The Council of Canadians' new No Pipelines! No Tankers! campaign will be a major focus for the Energy and Climate Justice 2012-2013 campaign. We will work with our chapters, members and allies to oppose the Enbridge and Kinder Morgan pipelines as well as the Pacific Trails pipeline. This past Sunday, people hit the streets in over 10 communities to mark Earth Day by sending a strong No Pipelines! No Tankers! message. The Council of Canadians is prioritizing solidarity with Indigenous and First Nations opposition to the projects, recognizing communities' right to say no, and that impeding legal challenges in the case of the Enbridge pipeline stand to significantly delay and stop the pipeline. The Council of Canadians has worked in B.C. in solidarity with communities such as the Unistoten Clan of the Wet'suwet'en in defending their right to say "no" to pipelines. In October 2012, the Council is organizing a mobilizing tour in communities along proposed pipeline routes, providing the opportunity for further consultation and solidarity. Faced with a federal government committed to the approval of this project, the growing opposition movement in B.C. is preparing to engage in non-violent civil disobedience. The Council of Canadians will continue to participate in these conversations, and movements. We are also reviewing a number of other campaign strategies to stop these pipelines.

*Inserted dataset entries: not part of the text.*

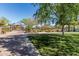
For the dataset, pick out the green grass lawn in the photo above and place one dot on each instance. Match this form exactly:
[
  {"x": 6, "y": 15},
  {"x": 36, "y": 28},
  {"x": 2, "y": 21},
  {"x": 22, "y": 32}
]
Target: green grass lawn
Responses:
[{"x": 56, "y": 45}]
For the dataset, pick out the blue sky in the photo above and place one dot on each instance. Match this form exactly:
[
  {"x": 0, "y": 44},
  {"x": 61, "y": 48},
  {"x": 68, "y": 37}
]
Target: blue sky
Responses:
[{"x": 17, "y": 11}]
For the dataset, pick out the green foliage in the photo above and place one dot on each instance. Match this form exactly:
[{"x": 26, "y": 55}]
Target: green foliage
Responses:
[
  {"x": 3, "y": 21},
  {"x": 55, "y": 44}
]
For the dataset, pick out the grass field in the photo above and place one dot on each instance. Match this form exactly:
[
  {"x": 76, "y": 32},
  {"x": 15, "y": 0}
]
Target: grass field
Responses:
[{"x": 56, "y": 45}]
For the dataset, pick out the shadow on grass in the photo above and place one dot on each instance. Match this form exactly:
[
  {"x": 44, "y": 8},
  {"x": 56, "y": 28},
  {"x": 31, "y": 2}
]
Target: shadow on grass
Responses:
[
  {"x": 19, "y": 45},
  {"x": 56, "y": 45}
]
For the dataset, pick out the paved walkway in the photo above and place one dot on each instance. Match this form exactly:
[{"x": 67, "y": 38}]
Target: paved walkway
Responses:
[{"x": 15, "y": 43}]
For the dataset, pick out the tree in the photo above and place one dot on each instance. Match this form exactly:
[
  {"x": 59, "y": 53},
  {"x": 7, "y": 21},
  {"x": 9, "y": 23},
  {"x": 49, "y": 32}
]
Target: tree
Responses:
[
  {"x": 4, "y": 21},
  {"x": 61, "y": 11},
  {"x": 29, "y": 23}
]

No offshore drilling in the Gulf of St. Lawrence
The Council of Canadians is part of the St. Lawrence Coalition which is calling for a moratorium on drilling in the Gulf to allow the time to assess the impacts that drilling would have, ensure the strictest rules are applied and allow people in the region the ability to choose in an informed and collective manner, whether or not oil and gas drilling should take place. There is currently a prospect site for drilling owned by Corridor Resources in an ecologically sensitive area called "Old Harry," which we are tracking and preparing to respond to, including in forthcoming public consultations. Among other actions, the Council of Canadians submitted a letter to the Canada-Newfoundland and Labrador Offshore Petroleum Board expressing our concern over offshore drilling in the St. Lawrence and Atlantic chapters issued a media release stating their serious concerns about the prospect of drilling. We are continuing to monitor the situation and will respond with a strategic, regional campaign.